Has anyone tried using Auto-Air Colors paint? I'm having a hard time getting it thinned properly to shoot it through my Iwata.


----------



## rjbass (Aug 1, 2007)

Goolies,

I use it from time to time since some of the colors really pop. I have to shoot it at about 45 psi to get it to atomize correctly. What size needle is in your gun?

Rod


----------



## goolies (Jun 28, 2007)

Thanks Rod. My Iwata has a .3mm nozzle. I wanted to try some of Auto-Airs metallics and iridescents. I tried thinning the paint with Auto-Air 4011 reducer at mixes of 4:1 (paint:reducer) all the way to 1:1. I tried pressures from 20-45 psi. It seems the paint either clogs and spits or comes out so fast it can't possibly stick to the target and runs. I'm sure I just need to find the right combination of thinning and pressure, but so far it has eluded me.


----------



## dampeoples (Feb 8, 2008)

You really need a larger needle/nozzle combination to shoot anything metallic or pearl. AA recommends a brush with a .5 setup at minumim. It is possible with your brush, and like you said, it's going to be a thin/air formula you'll need to work out. 

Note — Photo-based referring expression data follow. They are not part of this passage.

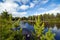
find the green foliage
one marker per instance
(49, 35)
(6, 24)
(39, 29)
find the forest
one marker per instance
(9, 24)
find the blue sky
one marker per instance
(20, 8)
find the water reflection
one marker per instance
(27, 28)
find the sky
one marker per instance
(21, 8)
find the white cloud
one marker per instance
(24, 7)
(44, 1)
(54, 11)
(19, 14)
(32, 5)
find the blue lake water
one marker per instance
(28, 28)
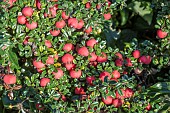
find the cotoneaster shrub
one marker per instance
(56, 58)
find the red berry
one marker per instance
(136, 53)
(83, 51)
(102, 58)
(118, 62)
(39, 106)
(116, 74)
(88, 30)
(75, 74)
(54, 32)
(44, 82)
(32, 25)
(103, 75)
(161, 34)
(38, 64)
(70, 66)
(10, 2)
(107, 16)
(26, 40)
(128, 92)
(93, 57)
(9, 79)
(90, 80)
(27, 11)
(60, 24)
(88, 5)
(48, 43)
(79, 91)
(148, 107)
(68, 47)
(21, 19)
(73, 22)
(80, 24)
(128, 62)
(120, 96)
(67, 58)
(38, 4)
(119, 55)
(117, 102)
(64, 16)
(108, 100)
(50, 60)
(63, 98)
(58, 74)
(98, 6)
(91, 42)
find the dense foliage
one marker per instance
(85, 56)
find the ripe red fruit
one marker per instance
(83, 51)
(118, 62)
(75, 74)
(25, 42)
(80, 24)
(88, 30)
(93, 63)
(67, 58)
(117, 102)
(52, 11)
(9, 79)
(39, 106)
(142, 59)
(148, 60)
(58, 74)
(68, 47)
(21, 19)
(70, 66)
(128, 93)
(54, 32)
(91, 42)
(103, 75)
(10, 2)
(90, 80)
(145, 59)
(108, 100)
(32, 25)
(73, 22)
(120, 96)
(137, 71)
(79, 91)
(128, 62)
(38, 64)
(136, 53)
(102, 58)
(107, 16)
(64, 16)
(88, 5)
(93, 57)
(116, 74)
(148, 107)
(63, 98)
(50, 60)
(161, 34)
(44, 82)
(119, 55)
(60, 24)
(48, 43)
(27, 11)
(38, 4)
(98, 6)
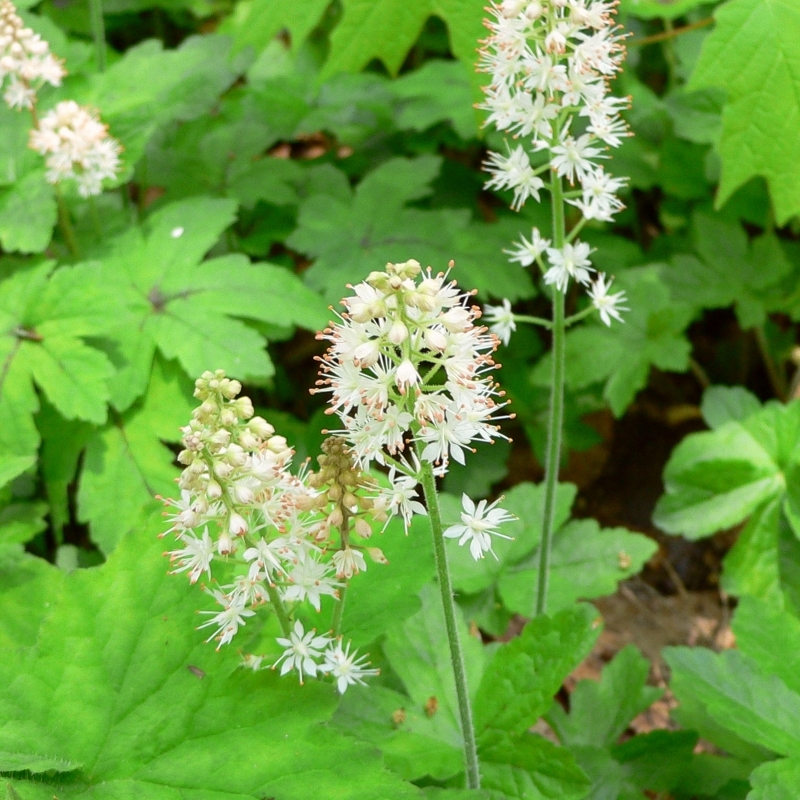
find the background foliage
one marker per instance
(273, 153)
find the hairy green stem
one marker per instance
(98, 33)
(280, 610)
(556, 415)
(338, 612)
(65, 223)
(448, 603)
(776, 377)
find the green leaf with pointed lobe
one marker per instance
(108, 686)
(752, 53)
(716, 479)
(126, 463)
(600, 711)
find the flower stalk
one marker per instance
(448, 604)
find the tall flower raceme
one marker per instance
(550, 63)
(76, 145)
(410, 376)
(26, 62)
(273, 538)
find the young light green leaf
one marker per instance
(44, 318)
(11, 466)
(600, 711)
(413, 742)
(418, 652)
(752, 54)
(27, 214)
(29, 587)
(385, 595)
(126, 464)
(532, 767)
(771, 637)
(526, 502)
(28, 762)
(724, 403)
(759, 708)
(108, 686)
(652, 334)
(374, 226)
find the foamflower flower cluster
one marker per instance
(409, 375)
(26, 62)
(264, 536)
(550, 63)
(76, 146)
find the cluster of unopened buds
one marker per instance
(75, 144)
(550, 63)
(275, 538)
(25, 60)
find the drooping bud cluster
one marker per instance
(407, 365)
(276, 537)
(550, 63)
(76, 146)
(347, 502)
(25, 60)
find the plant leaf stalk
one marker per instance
(556, 415)
(448, 603)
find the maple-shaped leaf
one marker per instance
(44, 318)
(122, 691)
(621, 355)
(192, 310)
(731, 270)
(354, 234)
(387, 29)
(752, 53)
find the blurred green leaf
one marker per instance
(752, 54)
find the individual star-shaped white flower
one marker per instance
(302, 652)
(478, 525)
(501, 320)
(609, 305)
(345, 667)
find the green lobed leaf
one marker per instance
(600, 711)
(752, 54)
(777, 780)
(387, 594)
(621, 356)
(756, 706)
(108, 686)
(716, 479)
(126, 464)
(419, 653)
(771, 637)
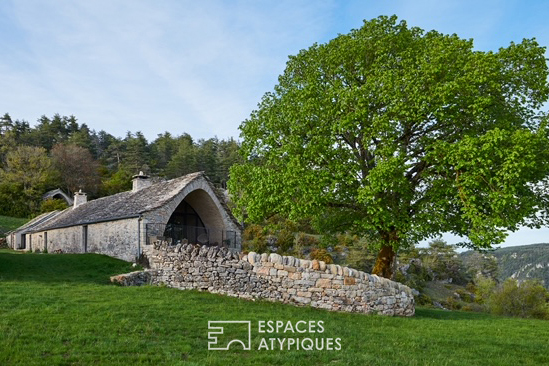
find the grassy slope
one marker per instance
(60, 309)
(10, 223)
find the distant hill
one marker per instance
(522, 262)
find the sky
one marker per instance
(201, 67)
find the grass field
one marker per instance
(59, 309)
(10, 223)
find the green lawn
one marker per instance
(9, 223)
(59, 309)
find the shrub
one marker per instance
(254, 239)
(526, 300)
(484, 288)
(322, 255)
(285, 240)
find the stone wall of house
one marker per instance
(118, 239)
(201, 196)
(272, 277)
(68, 240)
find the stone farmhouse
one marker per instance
(124, 225)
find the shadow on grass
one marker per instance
(440, 314)
(60, 268)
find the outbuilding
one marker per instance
(185, 209)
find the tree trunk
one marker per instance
(384, 262)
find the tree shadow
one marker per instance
(440, 314)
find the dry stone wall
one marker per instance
(272, 277)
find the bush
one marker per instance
(304, 244)
(526, 300)
(254, 239)
(285, 240)
(484, 288)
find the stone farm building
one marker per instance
(124, 225)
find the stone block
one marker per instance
(349, 281)
(323, 282)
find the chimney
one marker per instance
(79, 198)
(140, 181)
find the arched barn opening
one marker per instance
(58, 194)
(189, 211)
(197, 220)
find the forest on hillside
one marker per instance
(60, 152)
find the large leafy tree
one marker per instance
(404, 134)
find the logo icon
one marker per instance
(216, 329)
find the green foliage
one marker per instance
(443, 262)
(523, 262)
(322, 255)
(484, 288)
(401, 133)
(528, 299)
(481, 264)
(120, 181)
(254, 239)
(97, 162)
(285, 240)
(52, 205)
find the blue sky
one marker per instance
(201, 67)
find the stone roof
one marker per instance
(124, 205)
(36, 222)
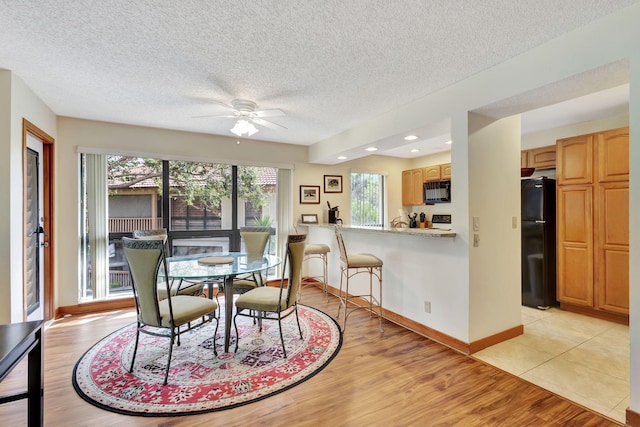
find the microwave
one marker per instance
(437, 192)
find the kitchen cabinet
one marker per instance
(539, 158)
(575, 160)
(445, 171)
(612, 267)
(593, 224)
(542, 157)
(613, 155)
(575, 245)
(412, 187)
(432, 173)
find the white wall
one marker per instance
(17, 102)
(550, 136)
(5, 196)
(494, 199)
(634, 232)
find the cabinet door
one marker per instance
(431, 173)
(416, 192)
(612, 266)
(575, 160)
(575, 245)
(445, 171)
(613, 155)
(407, 188)
(542, 157)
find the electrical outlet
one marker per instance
(427, 306)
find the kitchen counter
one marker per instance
(421, 232)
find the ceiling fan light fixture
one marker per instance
(244, 127)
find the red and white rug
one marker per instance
(199, 381)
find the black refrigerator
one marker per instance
(538, 242)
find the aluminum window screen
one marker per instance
(367, 199)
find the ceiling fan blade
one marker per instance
(224, 104)
(268, 124)
(215, 116)
(268, 113)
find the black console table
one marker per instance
(16, 341)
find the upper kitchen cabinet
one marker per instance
(432, 173)
(542, 157)
(445, 171)
(575, 160)
(613, 155)
(412, 180)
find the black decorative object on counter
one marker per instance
(412, 220)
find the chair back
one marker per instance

Once you find it, put a piece of masking tape on the bottle and write down your mix for each nozzle size you have, for easy reference!


----------



## rjbass (Aug 1, 2007)

Goolies,

Dampeoples is right, that is why I asked you what size needle you were using. When I am shooting metalics or pearls I like the .5 needle and shoot at 45 psi. I keep one brush set up for that purpose.

Rod


----------



## goolies (Jun 28, 2007)

Thanks for the info guys. I guess I'll stick with my spray can metallics for now.


----------